Le jour même, la révolution triompha. Les uns après les autres, les régiments de la garnison de Petrograd se rangèrent aux côtés du peuple. En vingt-quatre heures, la totalité de la garnison, à peu près 150 000 hommes, rejoignit la révolution. Les soldats et les ouvriers prirent alors ensemble le contrôle de la ville. La révolte fit 1 500 victimes. Les premières élections au soviet des ouvriers de Petrograd eurent lieu le 27 février dans plusieurs usines, sur le modèle du soviet de 1905, formé pendant la révolution de cette année-là, à la fin de la guerre russo-japonaise (1904-1905). Le gouvernement impérial fut rapidement dissous : le 2 mars, Nicolas II abdiquait au profit de son frère, Michel, lequel, le lendemain, renonça au trône. Le tsarisme était mort.

3.2   Un pouvoir mal partagé

Le pouvoir politique passa aux mains de deux nouvelles institutions, le soviet des ouvriers et des soldats de Petrograd, d’un côté, et le Gouvernement provisoire formé par le comité provisoire de la douma, de l’autre. Leur concurrence de plus en plus dure causa des tensions croissantes entre les différents acteurs de la révolution.

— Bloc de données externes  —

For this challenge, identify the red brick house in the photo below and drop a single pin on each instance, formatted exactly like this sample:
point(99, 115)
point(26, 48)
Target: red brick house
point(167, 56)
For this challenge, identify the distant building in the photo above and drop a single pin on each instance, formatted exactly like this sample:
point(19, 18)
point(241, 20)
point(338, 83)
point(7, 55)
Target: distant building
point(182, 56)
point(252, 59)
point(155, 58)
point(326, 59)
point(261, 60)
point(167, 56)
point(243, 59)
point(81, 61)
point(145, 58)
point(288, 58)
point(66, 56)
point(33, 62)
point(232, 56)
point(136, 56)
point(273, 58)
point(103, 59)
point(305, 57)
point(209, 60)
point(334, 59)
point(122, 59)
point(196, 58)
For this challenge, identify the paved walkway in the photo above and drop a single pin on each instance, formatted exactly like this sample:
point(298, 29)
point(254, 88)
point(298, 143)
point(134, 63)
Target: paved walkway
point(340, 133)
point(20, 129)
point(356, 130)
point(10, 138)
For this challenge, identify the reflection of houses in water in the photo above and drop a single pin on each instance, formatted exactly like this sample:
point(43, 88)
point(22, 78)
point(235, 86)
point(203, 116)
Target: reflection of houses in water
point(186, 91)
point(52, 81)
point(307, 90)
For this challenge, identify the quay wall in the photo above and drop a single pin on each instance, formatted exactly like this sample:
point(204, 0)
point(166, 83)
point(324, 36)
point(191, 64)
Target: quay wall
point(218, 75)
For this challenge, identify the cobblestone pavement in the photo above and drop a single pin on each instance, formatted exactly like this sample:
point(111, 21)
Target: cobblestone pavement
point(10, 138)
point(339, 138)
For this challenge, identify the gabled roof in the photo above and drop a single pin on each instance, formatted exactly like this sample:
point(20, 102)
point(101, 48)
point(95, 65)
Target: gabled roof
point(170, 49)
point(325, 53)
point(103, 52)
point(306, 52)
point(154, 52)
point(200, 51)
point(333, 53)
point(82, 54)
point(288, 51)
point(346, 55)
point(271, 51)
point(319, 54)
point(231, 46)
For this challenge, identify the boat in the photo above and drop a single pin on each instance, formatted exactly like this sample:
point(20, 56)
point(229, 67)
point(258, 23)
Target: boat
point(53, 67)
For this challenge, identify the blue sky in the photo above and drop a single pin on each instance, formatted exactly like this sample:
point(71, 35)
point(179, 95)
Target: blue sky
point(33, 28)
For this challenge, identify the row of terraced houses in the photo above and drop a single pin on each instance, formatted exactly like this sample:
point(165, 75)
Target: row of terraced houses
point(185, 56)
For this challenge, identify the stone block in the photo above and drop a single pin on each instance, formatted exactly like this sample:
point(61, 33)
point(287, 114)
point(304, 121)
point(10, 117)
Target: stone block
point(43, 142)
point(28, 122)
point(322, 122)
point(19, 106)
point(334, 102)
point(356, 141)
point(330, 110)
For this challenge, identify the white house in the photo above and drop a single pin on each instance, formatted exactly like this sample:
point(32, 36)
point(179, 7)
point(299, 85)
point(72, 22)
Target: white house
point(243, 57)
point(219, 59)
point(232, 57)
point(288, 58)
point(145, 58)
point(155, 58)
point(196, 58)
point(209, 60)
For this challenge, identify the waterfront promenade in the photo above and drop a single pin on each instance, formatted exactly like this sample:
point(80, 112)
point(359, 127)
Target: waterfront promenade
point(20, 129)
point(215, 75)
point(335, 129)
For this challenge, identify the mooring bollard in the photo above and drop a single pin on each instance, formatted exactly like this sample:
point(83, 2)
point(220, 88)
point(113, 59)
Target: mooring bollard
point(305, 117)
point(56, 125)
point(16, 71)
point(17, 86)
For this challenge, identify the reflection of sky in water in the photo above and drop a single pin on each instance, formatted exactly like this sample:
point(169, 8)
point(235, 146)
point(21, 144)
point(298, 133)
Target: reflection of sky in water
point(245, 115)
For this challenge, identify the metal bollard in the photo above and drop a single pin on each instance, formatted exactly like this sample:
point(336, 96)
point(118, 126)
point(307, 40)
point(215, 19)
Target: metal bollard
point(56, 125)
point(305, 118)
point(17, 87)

3.2.1   La soumission du soviet de Petrograd

Le soviet, composé d’ouvriers et de soldats élus dans les usines et les régiments, mit immédiatement sur pied une commission pour régler les problèmes d’approvisionnement en nourriture de la capitale. Il plaça des détachements de soldats révolutionnaires dans les bureaux du gouvernement et ordonna la libération de milliers de prisonniers politiques. Le 1er mars, il ordonna l’arrestation des ministres de Nicolas II et commença la publication d’un organe officiel, Izvestia (« Information «).

Le 2 mars, il émit son célèbre ordre (prikaz) n° 1 : les soldats et les marins devaient désormais se soumettre à l’autorité du soviet et de ses comités pour toute question politique. Ils devaient obéir exclusivement aux ordres qui n’entraient pas en conflit avec les directives du soviet et devaient élire des comités qui auraient le contrôle exclusif de l’armement. En service, ils devaient observer une discipline militaire stricte, mais les officiers n’avaient pas le droit d’adopter une attitude dure et méprisante ; les conflits entre les comités de soldats et les officiers devaient être présentés au soviet qui prendrait les dispositions nécessaires. Hors service, les soldats et les marins jouissaient de tous les droits civils et politiques ; le salut aux officiers fut aboli.

Mais, dès le 6 mars, le Gouvernement provisoire rappela aux soldats qu’ils devaient obéir aux officiers. L’ordre n° 1 fut officiellement annulé : cet exemple démontrait l’existence d’un double pouvoir qui, déjà, avait du mal à s’accorder.

La majorité des membres du soviet était composée de mencheviks et de sociaux-révolutionnaires. Les mencheviks envisageaient une période de développement capitaliste et une démocratie politique complète comme condition préalable à l’établissement d’un ordre socialiste. Dans l’ensemble, ils étaient favorables à la poursuite de la guerre, tout comme la plupart des dirigeants sociaux-révolutionnaires, dont le parti aux aspirations socialistes issu de la paysannerie.

Sous la direction de cette majorité modérée, le soviet de Petrograd reconnut le Gouvernement provisoire comme l’autorité légale de Russie. La plupart de ses membres, persuadés que la Russie révolutionnaire devait faire une guerre de défense contre l’Allemagne impérialiste, ne voulaient pas compromettre l’effort de guerre. Les partis de la classe ouvrière, comme tous les autres partis, avaient été surpris par la rapidité de l’effondrement total du régime et par la révolution. Ils étaient par conséquent dans l’impossibilité d’offrir aux ouvriers et aux soldats du soviet une direction politique forte.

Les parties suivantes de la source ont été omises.